Biofilm Detection and Control

Recent years have witnessed rapid progress in our understanding of the biofilm life cycle in several bacterial pathogens. Distinct stages and traits that appear to reflect commonalities in biofilm biology, across species, as well as potentially being specific for a given pathogenic organism are now being deciphered. SCELSE is taking a conceptually different approach to antimicrobial research with the merger of biofilm life cycle biology with its chemistry/chemical biology platform and in vivo biofilm models. The now emerging advances in establishing experimental biofilm community systems enable this shift in antimicrobial research to include community rather than single species based targets. This approach is essential for future antimicrobial drug development, and is reflected by the emerging uptake by the pharmaceutical industry.

SCELSE’s biofilm detection and control integrated programme involves identifying compounds that specifically report on biofilms and the biofilm mode of life, together with developing anti-biofilm drugs to interfere with stages unique to and essential for biofilm development and maintenance. The rationale behind this effort is the now accepted realisation that tomorrow’s antimicrobials and antibiotics must be effective against biofilm microbes, which are many-fold more resistant than planktonic cells. SCELSE’s antibiofilm drugs programme identifies and develops compounds that interfere with key stages in biofilm development and maintenance. Biofilm-specific assays and a range of novel molecular-based systems are used to report on biofilm-unique targets and traits in populations and communities.

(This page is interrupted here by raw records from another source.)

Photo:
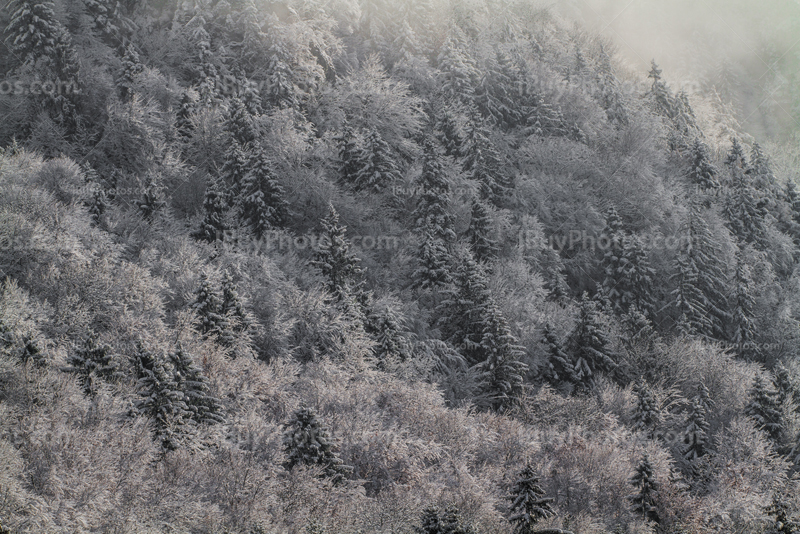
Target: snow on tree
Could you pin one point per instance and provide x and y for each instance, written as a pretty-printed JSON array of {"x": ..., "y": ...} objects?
[
  {"x": 161, "y": 400},
  {"x": 375, "y": 168},
  {"x": 643, "y": 501},
  {"x": 91, "y": 361},
  {"x": 646, "y": 414},
  {"x": 263, "y": 202},
  {"x": 695, "y": 437},
  {"x": 560, "y": 368},
  {"x": 528, "y": 504},
  {"x": 764, "y": 410},
  {"x": 592, "y": 347},
  {"x": 502, "y": 371},
  {"x": 202, "y": 406},
  {"x": 479, "y": 233},
  {"x": 306, "y": 441}
]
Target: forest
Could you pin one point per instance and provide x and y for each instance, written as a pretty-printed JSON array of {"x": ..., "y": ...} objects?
[{"x": 384, "y": 266}]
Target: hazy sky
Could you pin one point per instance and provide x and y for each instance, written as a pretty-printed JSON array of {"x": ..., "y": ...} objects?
[{"x": 750, "y": 49}]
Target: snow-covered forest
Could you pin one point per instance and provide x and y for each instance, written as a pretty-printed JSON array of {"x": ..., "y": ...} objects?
[{"x": 384, "y": 266}]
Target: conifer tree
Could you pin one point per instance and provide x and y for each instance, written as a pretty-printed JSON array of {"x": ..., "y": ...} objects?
[
  {"x": 92, "y": 361},
  {"x": 215, "y": 205},
  {"x": 743, "y": 328},
  {"x": 306, "y": 441},
  {"x": 432, "y": 213},
  {"x": 695, "y": 437},
  {"x": 479, "y": 233},
  {"x": 336, "y": 263},
  {"x": 502, "y": 371},
  {"x": 764, "y": 410},
  {"x": 161, "y": 399},
  {"x": 702, "y": 172},
  {"x": 528, "y": 504},
  {"x": 700, "y": 279},
  {"x": 560, "y": 368},
  {"x": 263, "y": 198},
  {"x": 646, "y": 415},
  {"x": 643, "y": 500},
  {"x": 375, "y": 166},
  {"x": 202, "y": 407},
  {"x": 592, "y": 347}
]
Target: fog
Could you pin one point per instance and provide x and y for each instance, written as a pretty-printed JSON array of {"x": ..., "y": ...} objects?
[{"x": 748, "y": 51}]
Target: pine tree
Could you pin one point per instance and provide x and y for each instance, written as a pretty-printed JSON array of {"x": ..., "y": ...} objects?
[
  {"x": 202, "y": 407},
  {"x": 375, "y": 166},
  {"x": 528, "y": 506},
  {"x": 306, "y": 441},
  {"x": 208, "y": 305},
  {"x": 695, "y": 437},
  {"x": 32, "y": 30},
  {"x": 764, "y": 410},
  {"x": 646, "y": 415},
  {"x": 336, "y": 263},
  {"x": 92, "y": 361},
  {"x": 216, "y": 205},
  {"x": 264, "y": 206},
  {"x": 479, "y": 233},
  {"x": 644, "y": 500},
  {"x": 743, "y": 327},
  {"x": 702, "y": 172},
  {"x": 432, "y": 213},
  {"x": 161, "y": 400},
  {"x": 700, "y": 279},
  {"x": 592, "y": 347},
  {"x": 559, "y": 365},
  {"x": 502, "y": 371}
]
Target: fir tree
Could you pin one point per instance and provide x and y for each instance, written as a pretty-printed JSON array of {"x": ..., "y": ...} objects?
[
  {"x": 528, "y": 506},
  {"x": 479, "y": 233},
  {"x": 432, "y": 213},
  {"x": 592, "y": 346},
  {"x": 700, "y": 279},
  {"x": 202, "y": 407},
  {"x": 695, "y": 437},
  {"x": 646, "y": 415},
  {"x": 502, "y": 371},
  {"x": 702, "y": 172},
  {"x": 161, "y": 400},
  {"x": 306, "y": 441},
  {"x": 764, "y": 410},
  {"x": 92, "y": 361},
  {"x": 559, "y": 365},
  {"x": 644, "y": 500},
  {"x": 375, "y": 166},
  {"x": 743, "y": 328},
  {"x": 336, "y": 263},
  {"x": 264, "y": 206}
]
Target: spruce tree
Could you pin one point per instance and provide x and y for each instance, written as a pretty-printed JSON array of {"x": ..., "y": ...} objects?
[
  {"x": 695, "y": 437},
  {"x": 502, "y": 371},
  {"x": 592, "y": 347},
  {"x": 263, "y": 202},
  {"x": 202, "y": 407},
  {"x": 643, "y": 501},
  {"x": 764, "y": 410},
  {"x": 306, "y": 441},
  {"x": 646, "y": 414},
  {"x": 337, "y": 264},
  {"x": 161, "y": 400},
  {"x": 375, "y": 166},
  {"x": 92, "y": 361},
  {"x": 528, "y": 504},
  {"x": 479, "y": 233},
  {"x": 559, "y": 368}
]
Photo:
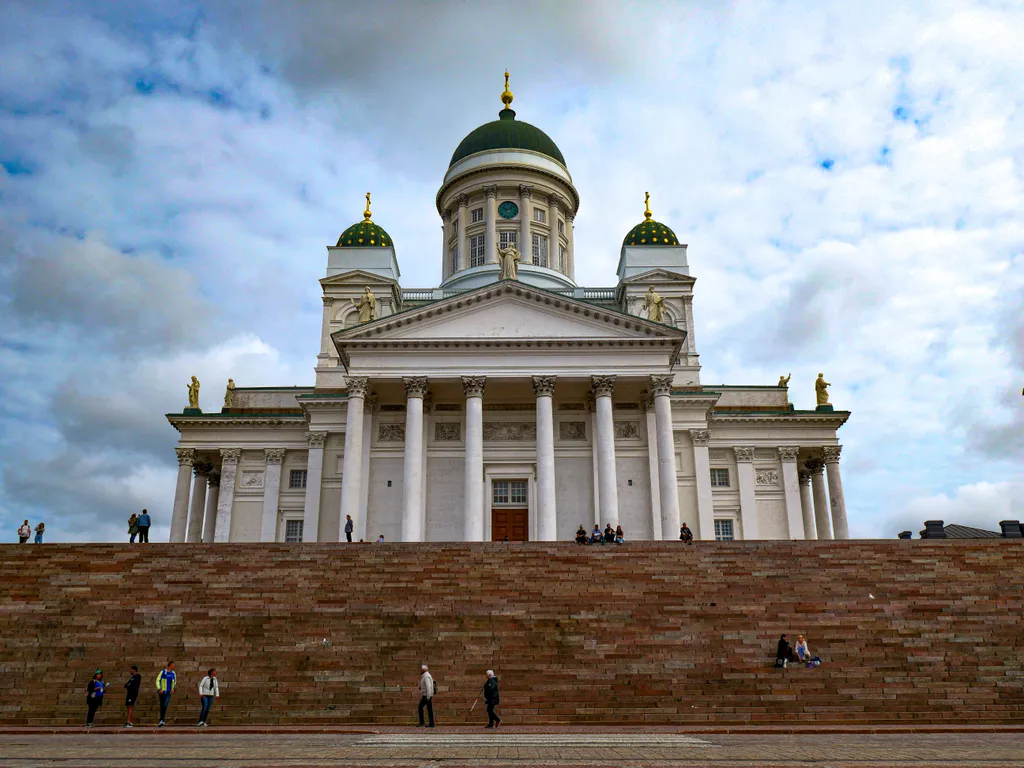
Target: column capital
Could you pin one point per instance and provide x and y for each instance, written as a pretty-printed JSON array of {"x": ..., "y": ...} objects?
[
  {"x": 544, "y": 386},
  {"x": 602, "y": 386},
  {"x": 744, "y": 454},
  {"x": 356, "y": 385},
  {"x": 229, "y": 456},
  {"x": 662, "y": 384},
  {"x": 700, "y": 437},
  {"x": 830, "y": 454},
  {"x": 814, "y": 466},
  {"x": 788, "y": 453},
  {"x": 416, "y": 386},
  {"x": 473, "y": 385}
]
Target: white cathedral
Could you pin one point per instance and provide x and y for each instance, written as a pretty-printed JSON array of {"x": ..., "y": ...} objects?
[{"x": 509, "y": 401}]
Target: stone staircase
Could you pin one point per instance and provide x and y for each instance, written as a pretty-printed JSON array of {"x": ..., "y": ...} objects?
[{"x": 654, "y": 633}]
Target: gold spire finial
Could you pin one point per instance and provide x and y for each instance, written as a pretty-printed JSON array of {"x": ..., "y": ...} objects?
[{"x": 507, "y": 94}]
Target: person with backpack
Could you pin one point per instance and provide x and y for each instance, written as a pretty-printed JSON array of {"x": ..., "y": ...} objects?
[
  {"x": 131, "y": 693},
  {"x": 427, "y": 690},
  {"x": 166, "y": 681},
  {"x": 492, "y": 699},
  {"x": 208, "y": 690},
  {"x": 94, "y": 696}
]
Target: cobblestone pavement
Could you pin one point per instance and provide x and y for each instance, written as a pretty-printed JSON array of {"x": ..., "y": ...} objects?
[{"x": 145, "y": 749}]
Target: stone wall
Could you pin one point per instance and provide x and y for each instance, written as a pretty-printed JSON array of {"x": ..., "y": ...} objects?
[{"x": 643, "y": 633}]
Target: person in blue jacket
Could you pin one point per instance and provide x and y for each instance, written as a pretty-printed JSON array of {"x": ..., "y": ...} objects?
[{"x": 94, "y": 696}]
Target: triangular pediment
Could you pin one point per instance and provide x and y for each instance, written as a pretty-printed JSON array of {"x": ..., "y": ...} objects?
[{"x": 509, "y": 310}]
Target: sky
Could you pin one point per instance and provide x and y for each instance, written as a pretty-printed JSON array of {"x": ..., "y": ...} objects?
[{"x": 849, "y": 178}]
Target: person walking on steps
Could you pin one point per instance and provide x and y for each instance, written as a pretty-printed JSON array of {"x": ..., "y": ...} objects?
[
  {"x": 208, "y": 690},
  {"x": 427, "y": 689},
  {"x": 94, "y": 696},
  {"x": 166, "y": 680},
  {"x": 491, "y": 698},
  {"x": 131, "y": 694}
]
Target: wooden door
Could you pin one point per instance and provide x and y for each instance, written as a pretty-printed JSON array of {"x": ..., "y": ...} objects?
[{"x": 511, "y": 522}]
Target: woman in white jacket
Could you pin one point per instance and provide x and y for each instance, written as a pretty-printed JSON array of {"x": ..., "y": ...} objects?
[{"x": 208, "y": 690}]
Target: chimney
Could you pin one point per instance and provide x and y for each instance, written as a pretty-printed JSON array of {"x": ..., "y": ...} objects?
[{"x": 1010, "y": 528}]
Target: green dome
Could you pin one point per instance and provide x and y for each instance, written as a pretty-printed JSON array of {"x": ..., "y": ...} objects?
[
  {"x": 650, "y": 232},
  {"x": 507, "y": 133}
]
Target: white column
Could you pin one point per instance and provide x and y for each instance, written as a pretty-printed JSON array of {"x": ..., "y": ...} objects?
[
  {"x": 602, "y": 387},
  {"x": 473, "y": 502},
  {"x": 701, "y": 470},
  {"x": 655, "y": 492},
  {"x": 179, "y": 512},
  {"x": 228, "y": 470},
  {"x": 314, "y": 478},
  {"x": 489, "y": 217},
  {"x": 412, "y": 509},
  {"x": 271, "y": 494},
  {"x": 806, "y": 508},
  {"x": 836, "y": 499},
  {"x": 351, "y": 462},
  {"x": 463, "y": 240},
  {"x": 791, "y": 487},
  {"x": 525, "y": 246},
  {"x": 547, "y": 521},
  {"x": 821, "y": 523},
  {"x": 210, "y": 516},
  {"x": 660, "y": 386},
  {"x": 744, "y": 477},
  {"x": 202, "y": 470}
]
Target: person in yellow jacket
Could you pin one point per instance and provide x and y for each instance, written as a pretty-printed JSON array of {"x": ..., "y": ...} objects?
[{"x": 166, "y": 680}]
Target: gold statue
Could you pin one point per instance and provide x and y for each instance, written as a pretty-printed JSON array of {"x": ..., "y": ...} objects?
[
  {"x": 509, "y": 259},
  {"x": 821, "y": 390},
  {"x": 367, "y": 304},
  {"x": 654, "y": 305},
  {"x": 194, "y": 393}
]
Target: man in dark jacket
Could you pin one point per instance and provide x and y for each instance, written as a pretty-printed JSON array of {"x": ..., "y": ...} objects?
[{"x": 492, "y": 698}]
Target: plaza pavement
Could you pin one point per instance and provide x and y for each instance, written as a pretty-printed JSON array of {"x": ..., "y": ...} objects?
[{"x": 519, "y": 748}]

The antibiofilm drugs programme involves molecular design of reporter systems, computational and synthetic chemistry, transcriptomics and other specific and efficacy measures, and in vivo animal models.

This core program establishes and utilises unique biofilm traits in populations and communities and employs the molecular design of reporter systems, computational and synthetic chemistry, and transcriptomics, as well as and in vivo animal models for testing and validation.

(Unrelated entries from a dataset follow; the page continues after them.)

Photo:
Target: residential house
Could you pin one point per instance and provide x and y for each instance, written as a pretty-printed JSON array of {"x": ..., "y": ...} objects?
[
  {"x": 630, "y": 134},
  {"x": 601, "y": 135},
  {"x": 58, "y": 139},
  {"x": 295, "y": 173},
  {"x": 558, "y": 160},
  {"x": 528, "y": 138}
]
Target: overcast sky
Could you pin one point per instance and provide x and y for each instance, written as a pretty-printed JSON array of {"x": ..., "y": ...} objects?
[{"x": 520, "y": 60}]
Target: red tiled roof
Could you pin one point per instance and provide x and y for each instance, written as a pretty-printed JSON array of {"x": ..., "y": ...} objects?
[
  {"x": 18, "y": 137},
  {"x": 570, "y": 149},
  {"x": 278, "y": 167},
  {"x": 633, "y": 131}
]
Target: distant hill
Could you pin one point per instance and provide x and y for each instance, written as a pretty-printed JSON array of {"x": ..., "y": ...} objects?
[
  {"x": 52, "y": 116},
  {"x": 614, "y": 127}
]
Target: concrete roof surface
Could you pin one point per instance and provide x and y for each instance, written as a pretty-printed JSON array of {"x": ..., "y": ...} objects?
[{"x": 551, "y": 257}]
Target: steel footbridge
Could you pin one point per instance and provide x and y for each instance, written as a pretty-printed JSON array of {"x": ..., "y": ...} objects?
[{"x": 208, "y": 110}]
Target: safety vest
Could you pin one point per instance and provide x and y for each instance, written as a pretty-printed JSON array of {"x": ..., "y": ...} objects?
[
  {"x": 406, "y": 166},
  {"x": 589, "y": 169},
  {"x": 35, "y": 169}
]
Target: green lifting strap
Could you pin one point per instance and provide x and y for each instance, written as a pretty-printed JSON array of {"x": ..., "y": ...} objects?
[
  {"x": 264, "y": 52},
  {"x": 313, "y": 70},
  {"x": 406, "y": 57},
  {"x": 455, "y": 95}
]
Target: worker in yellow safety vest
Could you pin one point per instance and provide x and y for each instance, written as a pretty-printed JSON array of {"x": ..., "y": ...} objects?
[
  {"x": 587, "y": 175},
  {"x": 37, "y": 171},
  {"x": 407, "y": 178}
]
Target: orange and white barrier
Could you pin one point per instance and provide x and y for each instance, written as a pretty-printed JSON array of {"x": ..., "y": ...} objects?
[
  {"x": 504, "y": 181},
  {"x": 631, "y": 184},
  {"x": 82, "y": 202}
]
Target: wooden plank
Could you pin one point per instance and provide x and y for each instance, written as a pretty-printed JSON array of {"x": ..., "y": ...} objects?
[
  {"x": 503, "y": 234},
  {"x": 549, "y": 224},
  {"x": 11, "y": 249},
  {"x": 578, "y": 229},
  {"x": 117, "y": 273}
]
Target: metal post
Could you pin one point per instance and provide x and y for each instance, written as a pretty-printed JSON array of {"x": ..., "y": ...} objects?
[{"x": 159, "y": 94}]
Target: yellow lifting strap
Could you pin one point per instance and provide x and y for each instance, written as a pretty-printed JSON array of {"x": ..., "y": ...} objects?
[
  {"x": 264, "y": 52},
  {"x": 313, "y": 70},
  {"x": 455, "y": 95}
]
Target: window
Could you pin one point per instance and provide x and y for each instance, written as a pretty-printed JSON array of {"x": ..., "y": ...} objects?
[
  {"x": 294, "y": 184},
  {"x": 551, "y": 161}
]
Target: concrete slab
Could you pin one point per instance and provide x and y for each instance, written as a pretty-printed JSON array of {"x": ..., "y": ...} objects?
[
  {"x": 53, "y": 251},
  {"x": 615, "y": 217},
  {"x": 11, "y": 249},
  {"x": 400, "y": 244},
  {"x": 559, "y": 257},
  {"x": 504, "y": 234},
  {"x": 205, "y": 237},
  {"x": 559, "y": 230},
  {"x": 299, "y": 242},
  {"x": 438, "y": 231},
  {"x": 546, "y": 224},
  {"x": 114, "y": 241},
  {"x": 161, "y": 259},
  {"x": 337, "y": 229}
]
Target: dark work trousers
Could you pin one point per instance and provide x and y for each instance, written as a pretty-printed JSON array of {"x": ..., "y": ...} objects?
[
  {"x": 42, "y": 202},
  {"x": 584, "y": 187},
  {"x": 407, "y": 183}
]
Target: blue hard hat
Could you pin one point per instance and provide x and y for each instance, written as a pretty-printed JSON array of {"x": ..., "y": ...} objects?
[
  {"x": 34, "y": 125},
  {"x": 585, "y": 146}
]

More specifically, SCELSE’s research involves defining targets representing responses or structural features that are key for the biofilm biology. A range of reporter assays has been developed both virtually (in silico) and experimentally, targetting different regulatory levels of quorum sensing, c-di-GMP and nitric oxide intracellular signaling systems, matrix polymers, and secretory/export sites, all of which have delivered leads in library screens. Once identified, antibiofilm agents are tested in concert with antibiotics as tools to combat chronic infections. The programme also involves developing a sophisticated strategy for delivery of such drugs to target sites within the biofilm by creating double (or multiple) warhead compounds that release dispersal agents upon contact with a biofilm target, thus forcing the cells into a more susceptible planktonic state and improving antimicrobial/host immune system efficacy.  

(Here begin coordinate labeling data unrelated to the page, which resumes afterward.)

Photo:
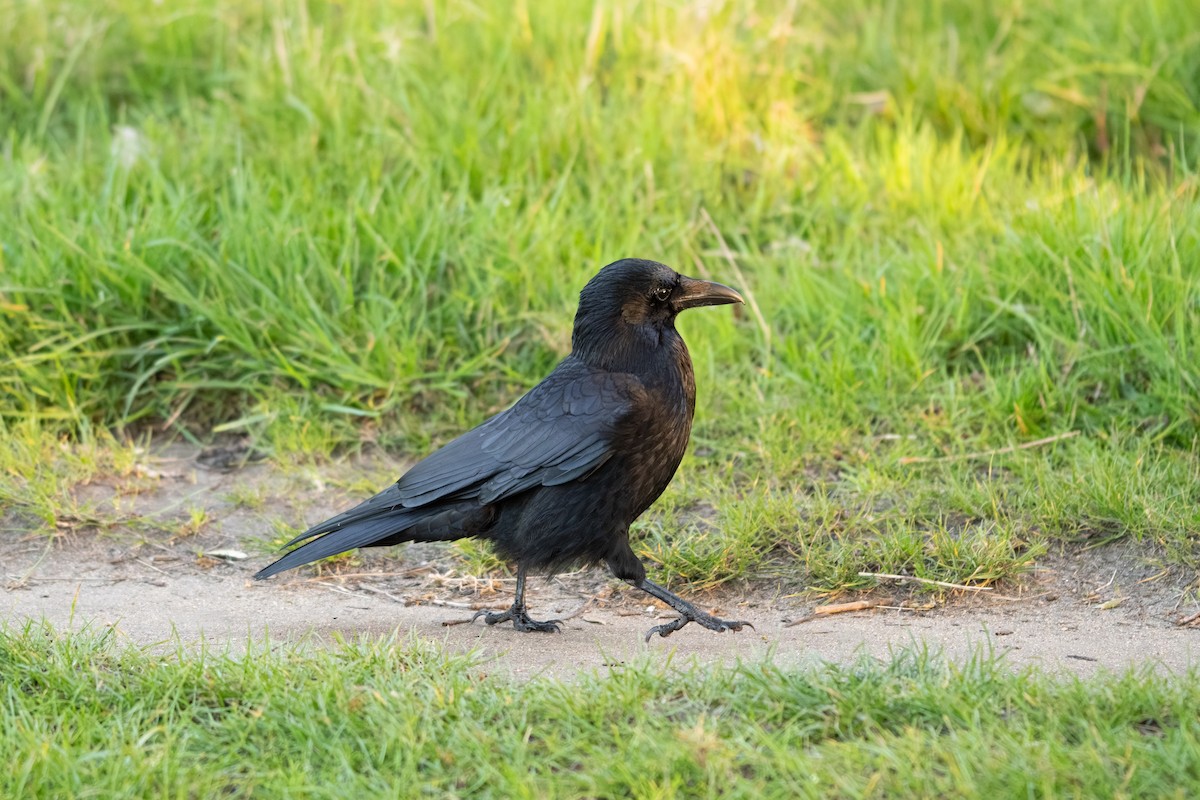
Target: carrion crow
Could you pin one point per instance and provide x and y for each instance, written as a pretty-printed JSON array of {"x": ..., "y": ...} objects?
[{"x": 558, "y": 477}]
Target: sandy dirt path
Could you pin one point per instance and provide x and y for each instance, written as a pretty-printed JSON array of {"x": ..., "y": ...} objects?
[{"x": 1105, "y": 608}]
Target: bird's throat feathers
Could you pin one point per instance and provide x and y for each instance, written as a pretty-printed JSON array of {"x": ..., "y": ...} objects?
[{"x": 645, "y": 349}]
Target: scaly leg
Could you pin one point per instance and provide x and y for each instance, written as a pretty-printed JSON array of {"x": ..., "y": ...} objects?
[{"x": 516, "y": 613}]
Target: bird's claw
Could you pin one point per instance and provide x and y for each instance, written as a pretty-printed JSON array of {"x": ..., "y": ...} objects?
[
  {"x": 700, "y": 618},
  {"x": 520, "y": 619}
]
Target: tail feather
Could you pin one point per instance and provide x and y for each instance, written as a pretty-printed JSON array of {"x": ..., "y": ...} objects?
[
  {"x": 355, "y": 534},
  {"x": 371, "y": 524}
]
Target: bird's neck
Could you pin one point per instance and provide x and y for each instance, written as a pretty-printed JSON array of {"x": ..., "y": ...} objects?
[{"x": 657, "y": 355}]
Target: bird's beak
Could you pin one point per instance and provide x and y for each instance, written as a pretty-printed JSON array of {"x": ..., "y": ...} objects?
[{"x": 694, "y": 293}]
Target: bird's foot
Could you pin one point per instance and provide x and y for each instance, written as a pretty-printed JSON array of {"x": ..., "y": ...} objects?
[
  {"x": 520, "y": 619},
  {"x": 700, "y": 618}
]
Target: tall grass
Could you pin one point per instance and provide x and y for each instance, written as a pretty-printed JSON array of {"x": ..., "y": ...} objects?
[{"x": 961, "y": 226}]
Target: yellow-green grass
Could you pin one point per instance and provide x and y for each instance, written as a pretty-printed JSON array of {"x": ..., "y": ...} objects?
[
  {"x": 87, "y": 716},
  {"x": 963, "y": 228}
]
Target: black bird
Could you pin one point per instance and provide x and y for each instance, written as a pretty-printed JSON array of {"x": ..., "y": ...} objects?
[{"x": 557, "y": 479}]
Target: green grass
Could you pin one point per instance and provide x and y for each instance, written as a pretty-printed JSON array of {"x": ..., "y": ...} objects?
[
  {"x": 961, "y": 227},
  {"x": 85, "y": 716}
]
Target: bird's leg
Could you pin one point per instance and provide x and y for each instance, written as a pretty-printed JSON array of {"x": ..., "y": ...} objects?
[
  {"x": 688, "y": 613},
  {"x": 517, "y": 612}
]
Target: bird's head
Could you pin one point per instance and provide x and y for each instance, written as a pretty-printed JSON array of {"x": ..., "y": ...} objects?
[{"x": 634, "y": 302}]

Specific research objectives include:

  • Identifying response targets/structural features that are key for the biofilm biology;
  • Examining anti-biofilm agents in concert with antibiotics as tools to combat chronic infections;
  • Creating compounds for biofilm specific release of dispersal agents to provide antimicrobial efficacy against dispersed planktonic cells;
  • Identifying drugs that target biofilm mediated infections based on interactions with the host immune system;
  • Exploiting the properties of growth cycles under stress conditions as a base for antimicrobial discoveries.